Long is buried in Sappington Cemetery, in the shadow of Route 66 (Watson Road) and an insurance building.
Ferguson: William B. Ferguson
Like Kirkwood, the railroad shaped this St. Louis suburb. William B. Ferguson, who came here from Ohio, bought some land and deeded part of it in 1855 as a right-of-way for the railroad. The caveat? That they name the station after him.
After Ferguson served in the Civil War, he began laying out streets and selling property to farmers. The town grew around it and became more of a St. Louis rail suburb when workers built a spur line linking Ferguson to downtown St. Louis in 1876. The city was incorporated in 1894. Brown only spent about 30 years in Ferguson, and later moved to California, where he died in 1911 at age 97.
Another depot was built about 20 years after the original one, and the building still stands.
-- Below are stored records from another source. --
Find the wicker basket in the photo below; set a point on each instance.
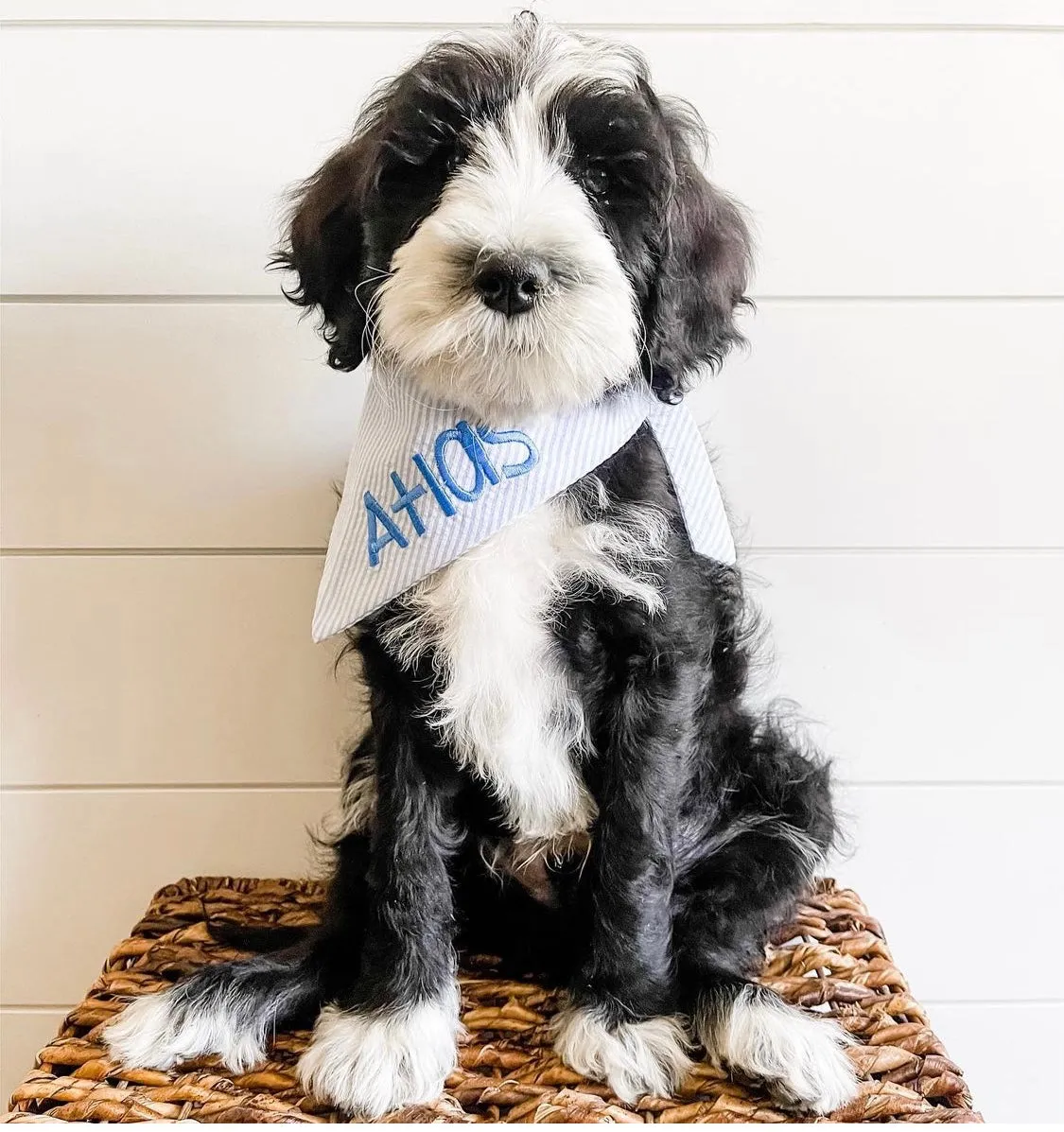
(832, 955)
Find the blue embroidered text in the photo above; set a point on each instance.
(461, 467)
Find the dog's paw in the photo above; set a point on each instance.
(799, 1056)
(161, 1030)
(370, 1063)
(633, 1058)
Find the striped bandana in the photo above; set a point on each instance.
(425, 484)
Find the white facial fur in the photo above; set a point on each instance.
(513, 195)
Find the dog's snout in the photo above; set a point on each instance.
(508, 283)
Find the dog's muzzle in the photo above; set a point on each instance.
(510, 283)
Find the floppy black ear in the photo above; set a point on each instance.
(325, 248)
(703, 266)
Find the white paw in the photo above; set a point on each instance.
(633, 1058)
(161, 1030)
(800, 1057)
(370, 1063)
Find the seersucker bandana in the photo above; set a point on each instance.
(425, 484)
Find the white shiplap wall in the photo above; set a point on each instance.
(891, 444)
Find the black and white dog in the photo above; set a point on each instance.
(562, 768)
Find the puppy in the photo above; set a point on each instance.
(562, 768)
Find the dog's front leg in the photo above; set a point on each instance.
(389, 1039)
(620, 1027)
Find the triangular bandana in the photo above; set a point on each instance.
(425, 484)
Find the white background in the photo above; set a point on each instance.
(892, 445)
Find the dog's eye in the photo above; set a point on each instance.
(596, 180)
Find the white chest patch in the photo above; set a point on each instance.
(508, 705)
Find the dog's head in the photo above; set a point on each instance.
(519, 222)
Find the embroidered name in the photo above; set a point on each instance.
(455, 453)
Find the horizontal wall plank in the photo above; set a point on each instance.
(1011, 1055)
(167, 670)
(23, 1033)
(177, 426)
(931, 862)
(78, 868)
(200, 670)
(893, 424)
(774, 12)
(859, 183)
(217, 425)
(920, 667)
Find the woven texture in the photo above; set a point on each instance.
(833, 954)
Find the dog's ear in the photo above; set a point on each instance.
(703, 266)
(325, 247)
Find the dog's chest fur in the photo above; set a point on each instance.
(507, 701)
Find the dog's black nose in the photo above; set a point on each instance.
(510, 285)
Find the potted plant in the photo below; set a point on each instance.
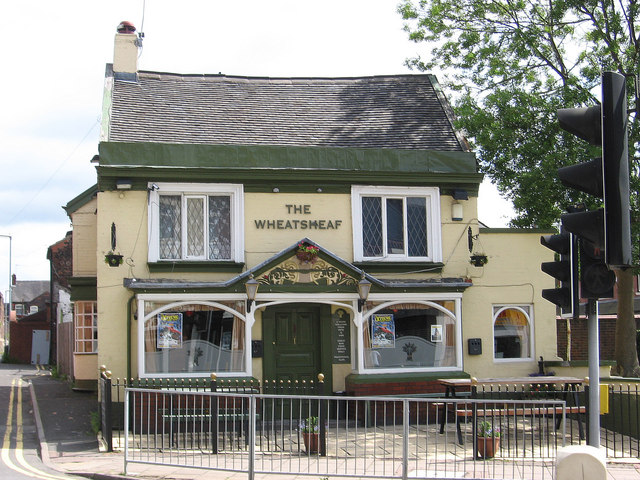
(310, 431)
(307, 253)
(113, 259)
(487, 439)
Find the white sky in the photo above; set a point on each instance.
(54, 56)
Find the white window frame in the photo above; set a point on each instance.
(527, 310)
(434, 227)
(235, 191)
(429, 300)
(171, 300)
(93, 328)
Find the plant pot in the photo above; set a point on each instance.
(486, 447)
(311, 442)
(307, 256)
(113, 260)
(479, 260)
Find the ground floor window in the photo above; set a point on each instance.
(86, 327)
(411, 336)
(512, 332)
(183, 337)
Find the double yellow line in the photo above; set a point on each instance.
(24, 468)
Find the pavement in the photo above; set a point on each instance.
(68, 444)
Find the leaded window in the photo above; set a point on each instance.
(396, 224)
(196, 223)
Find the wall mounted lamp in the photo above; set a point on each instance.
(252, 289)
(124, 184)
(364, 286)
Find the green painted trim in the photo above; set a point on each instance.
(285, 157)
(518, 230)
(620, 380)
(84, 288)
(399, 267)
(196, 267)
(577, 363)
(365, 379)
(85, 197)
(286, 180)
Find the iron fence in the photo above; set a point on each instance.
(342, 436)
(620, 419)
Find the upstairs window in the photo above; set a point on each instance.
(196, 222)
(86, 327)
(396, 224)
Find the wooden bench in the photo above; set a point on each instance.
(503, 412)
(510, 412)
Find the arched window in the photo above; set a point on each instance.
(512, 332)
(193, 338)
(420, 335)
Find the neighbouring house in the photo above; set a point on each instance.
(30, 328)
(59, 255)
(29, 297)
(278, 228)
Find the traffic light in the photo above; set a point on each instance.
(596, 279)
(607, 229)
(565, 270)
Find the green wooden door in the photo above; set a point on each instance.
(292, 343)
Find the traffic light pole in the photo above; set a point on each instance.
(594, 373)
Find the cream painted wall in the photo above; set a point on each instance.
(84, 239)
(128, 210)
(512, 276)
(261, 244)
(513, 257)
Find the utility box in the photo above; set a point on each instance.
(474, 346)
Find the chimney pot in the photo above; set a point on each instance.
(126, 27)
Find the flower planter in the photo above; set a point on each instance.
(309, 257)
(113, 260)
(486, 447)
(310, 442)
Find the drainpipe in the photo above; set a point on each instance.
(129, 315)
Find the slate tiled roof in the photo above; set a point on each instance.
(400, 111)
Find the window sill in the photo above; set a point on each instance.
(399, 267)
(195, 266)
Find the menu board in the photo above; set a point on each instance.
(341, 336)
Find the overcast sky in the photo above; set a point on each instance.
(53, 63)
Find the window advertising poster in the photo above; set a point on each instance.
(436, 333)
(169, 330)
(383, 331)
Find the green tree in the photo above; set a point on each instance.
(512, 64)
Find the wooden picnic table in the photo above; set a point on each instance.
(454, 387)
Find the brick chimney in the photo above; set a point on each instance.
(125, 52)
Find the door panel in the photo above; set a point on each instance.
(292, 343)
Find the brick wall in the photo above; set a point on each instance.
(580, 341)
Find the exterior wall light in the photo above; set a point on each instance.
(124, 184)
(364, 286)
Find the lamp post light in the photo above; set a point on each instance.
(8, 316)
(364, 286)
(252, 289)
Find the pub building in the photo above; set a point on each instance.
(278, 228)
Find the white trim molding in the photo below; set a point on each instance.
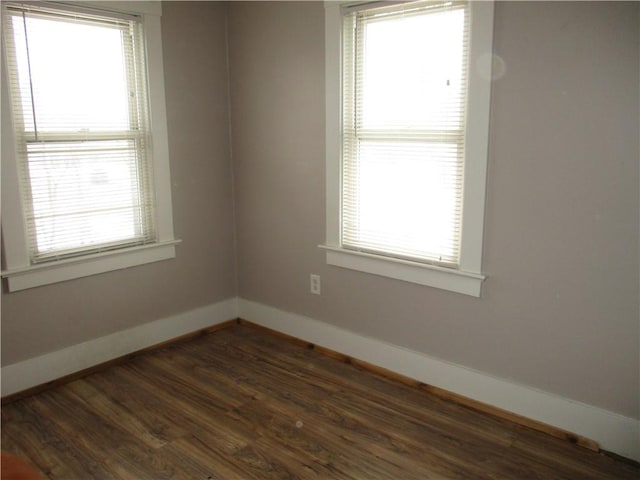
(468, 277)
(612, 431)
(52, 366)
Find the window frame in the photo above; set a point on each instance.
(17, 267)
(468, 277)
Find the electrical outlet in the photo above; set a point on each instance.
(315, 284)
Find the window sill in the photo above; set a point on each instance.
(37, 275)
(459, 281)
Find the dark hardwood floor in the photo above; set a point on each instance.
(241, 403)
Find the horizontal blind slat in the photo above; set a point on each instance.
(404, 108)
(78, 87)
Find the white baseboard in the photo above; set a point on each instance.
(613, 432)
(51, 366)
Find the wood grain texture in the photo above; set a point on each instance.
(242, 403)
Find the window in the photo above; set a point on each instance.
(407, 134)
(84, 163)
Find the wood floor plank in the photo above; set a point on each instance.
(242, 403)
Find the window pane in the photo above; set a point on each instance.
(404, 198)
(413, 71)
(77, 72)
(84, 194)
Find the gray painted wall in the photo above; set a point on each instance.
(46, 319)
(560, 307)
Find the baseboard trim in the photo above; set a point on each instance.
(578, 422)
(27, 377)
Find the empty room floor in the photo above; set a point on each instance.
(243, 403)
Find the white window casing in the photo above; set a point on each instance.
(27, 266)
(461, 270)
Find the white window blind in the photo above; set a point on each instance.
(79, 99)
(404, 110)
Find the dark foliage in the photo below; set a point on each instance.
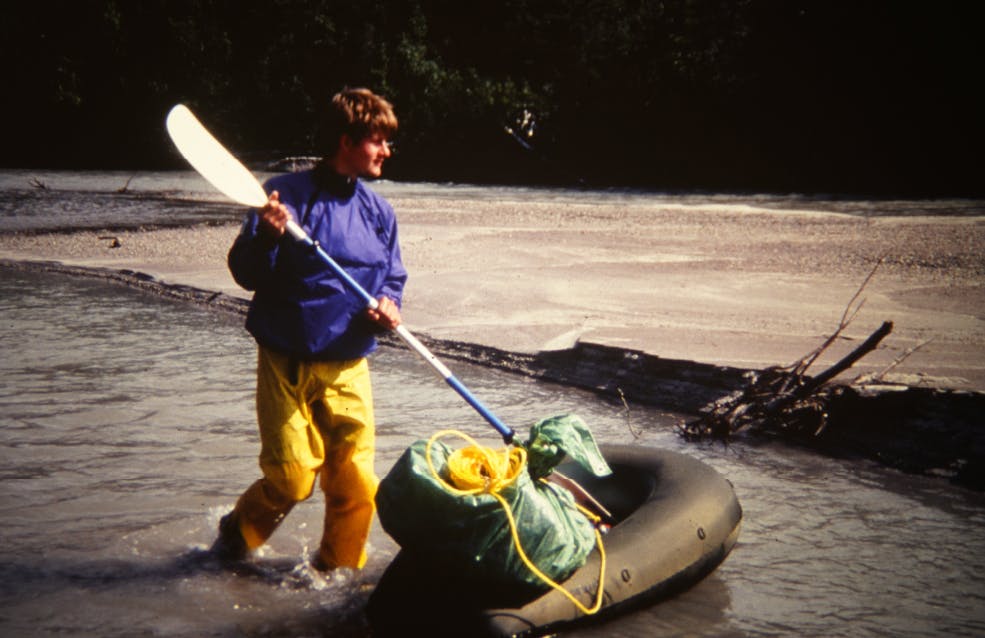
(877, 97)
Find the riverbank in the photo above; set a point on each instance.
(608, 296)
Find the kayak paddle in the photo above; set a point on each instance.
(218, 166)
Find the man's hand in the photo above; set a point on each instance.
(274, 217)
(387, 314)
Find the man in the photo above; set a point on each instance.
(314, 400)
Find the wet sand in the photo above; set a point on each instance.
(722, 285)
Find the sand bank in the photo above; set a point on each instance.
(739, 287)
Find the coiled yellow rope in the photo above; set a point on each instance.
(481, 470)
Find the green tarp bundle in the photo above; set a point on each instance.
(470, 536)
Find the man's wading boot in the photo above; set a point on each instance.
(230, 544)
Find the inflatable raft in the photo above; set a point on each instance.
(676, 519)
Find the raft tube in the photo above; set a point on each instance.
(676, 521)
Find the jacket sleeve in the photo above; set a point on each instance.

It was most recently open as a frozen custard shop and restaurant.
Ferguson historian Ruth Brown said that after the Michael Brown shooting in 2014, she got calls from people around the nation asking if the town’s namesake owned slaves. Ferguson did not; he had tenant farmers. “He was a real estate investor. He didn’t do the farming himself. He started the first Presbyterian church that Ferguson had, donated land for it and helped build the little building. He was very interested in civic events. In a growing nation, that was a good idea.”
O’Fallon, Mo., and O’Fallon, Ill.: John O’Fallon
John O’Fallon was such an influential guy he got two metro area towns named after him. He was an Army-captain-turned-whiskey-maker-turned-Missouri-state-representative-turned-bank-president-turned-railroad-president. An overall generous man, he donated land for St. Louis University and Washington University in St. Louis. His country estate became O’Fallon Park in St. Louis.
In the 1850s, brothers Nicholas and Arnold Krekel founded the town in Missouri they named after O’Fallon because his railroad contributed to the city’s growth. Nicholas Krekel’s house still stands, across from city hall and facing the railroad.
O’Fallon, Ill., was first known as O’Fallon Station, named for the railroad that was named after the railroad president. O’Fallon Station was built in 1854, along with a water tank; city lots were platted and sold that year.
John O’Fallon, who was also the nephew of explorer William Clark, died in 1865 and is buried in Bellefontaine Cemetery.